Monday, September 19, 2016

Microstory 411: Floor 32 (Part 1)

Honestly, I checked out of this job months ago. Technically my disassociation with the company started from the very beginning, but it’s only been recently that I truly stopped caring. The thing is that I don’t have to care anymore. While I was still in college, I started working on software designed to revolutionize the finance and accounting industries. My goal was to attain full automation so that companies would be able to trim the fat from their workforce, cut costs, and become more efficient. Theoretically, my artificial intelligence concepts could be used in a variety of fields, but accounting is my specialty, so I used that as my focus. Obviously I knew the whole time that such software would put my job at risk, but I was comforted by the idea that, as the creator of this new technology, I would be fine.
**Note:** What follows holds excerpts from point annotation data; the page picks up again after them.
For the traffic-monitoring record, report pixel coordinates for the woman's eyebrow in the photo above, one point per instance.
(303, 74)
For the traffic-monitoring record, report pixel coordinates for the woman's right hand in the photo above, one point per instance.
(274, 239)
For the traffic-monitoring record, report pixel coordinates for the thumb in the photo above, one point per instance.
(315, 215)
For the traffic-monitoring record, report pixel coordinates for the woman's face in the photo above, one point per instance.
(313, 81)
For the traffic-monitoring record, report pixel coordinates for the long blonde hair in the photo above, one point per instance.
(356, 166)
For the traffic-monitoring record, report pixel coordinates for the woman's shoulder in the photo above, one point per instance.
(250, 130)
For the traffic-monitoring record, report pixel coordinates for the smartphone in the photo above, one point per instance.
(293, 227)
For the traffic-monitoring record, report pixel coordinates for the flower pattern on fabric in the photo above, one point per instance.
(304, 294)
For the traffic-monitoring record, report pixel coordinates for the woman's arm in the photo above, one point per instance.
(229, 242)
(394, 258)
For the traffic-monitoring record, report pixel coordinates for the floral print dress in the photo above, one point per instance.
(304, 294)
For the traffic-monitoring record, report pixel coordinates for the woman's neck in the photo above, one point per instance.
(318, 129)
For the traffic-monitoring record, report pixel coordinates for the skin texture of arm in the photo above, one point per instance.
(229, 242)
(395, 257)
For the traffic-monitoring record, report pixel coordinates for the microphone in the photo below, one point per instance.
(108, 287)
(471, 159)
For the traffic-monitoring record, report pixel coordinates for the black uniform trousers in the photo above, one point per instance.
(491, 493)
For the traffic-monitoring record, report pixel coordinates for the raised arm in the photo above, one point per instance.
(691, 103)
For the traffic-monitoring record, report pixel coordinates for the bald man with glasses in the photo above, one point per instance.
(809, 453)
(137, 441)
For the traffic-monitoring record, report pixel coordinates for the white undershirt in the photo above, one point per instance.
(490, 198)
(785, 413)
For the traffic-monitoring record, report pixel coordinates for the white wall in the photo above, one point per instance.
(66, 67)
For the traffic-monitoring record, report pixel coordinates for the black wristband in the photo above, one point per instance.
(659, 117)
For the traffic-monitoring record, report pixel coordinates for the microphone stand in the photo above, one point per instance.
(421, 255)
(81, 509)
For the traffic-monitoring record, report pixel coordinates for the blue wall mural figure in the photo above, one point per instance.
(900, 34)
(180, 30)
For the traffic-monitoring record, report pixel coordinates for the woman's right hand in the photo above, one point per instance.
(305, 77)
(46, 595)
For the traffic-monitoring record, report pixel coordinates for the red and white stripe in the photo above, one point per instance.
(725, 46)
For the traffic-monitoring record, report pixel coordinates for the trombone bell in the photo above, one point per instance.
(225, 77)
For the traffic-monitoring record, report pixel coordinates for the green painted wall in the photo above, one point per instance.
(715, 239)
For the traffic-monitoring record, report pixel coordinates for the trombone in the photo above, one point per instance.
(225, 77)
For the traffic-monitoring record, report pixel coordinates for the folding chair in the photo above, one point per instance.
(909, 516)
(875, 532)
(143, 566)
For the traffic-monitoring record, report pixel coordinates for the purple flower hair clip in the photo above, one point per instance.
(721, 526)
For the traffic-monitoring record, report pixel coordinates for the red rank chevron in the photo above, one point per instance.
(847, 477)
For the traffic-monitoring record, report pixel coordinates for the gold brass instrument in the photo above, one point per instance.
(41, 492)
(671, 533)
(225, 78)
In fact, I figured I would be able to become a millionaire. But things started to change over the years. Firstly, I’ve developed a far more minimalist attitude towards life. I love to travel, but that’s really about all I need to spend money on. I only do as much as necessary to survive, I don’t care about luxury, and I don’t even watch television. By the time my software was completed, I simply did not have any interest in having millions of dollars. I’m quite happy where I am in life, and I see no reason to change my position. However, I did manage to find a silver-lining to all of the extra hours I spent perfecting my side project. Now I don’t have to actually do any work to complete my job. The best part of it, since I didn’t tell anyone what I was doing, I still get paid as if I am the one doing it. I sit in my corner, watching streaming sports, or reading the news while my program works in the background. I even offer to do other people’s work for them, and they fall for it. It’s a win-win situation, because they get more free time too, but also carry the satisfaction of pulling one over on me. At least all this was how I thought things were going. I’ve just discovered a bug in my software that might have had grave consequences for the entire organization. It seems to have made minor errors in the results that added up over time, and I think these may have had something to do with Analion’s current problems. Whoever just jumped down the atrium might have had the right idea. I’m in big trouble.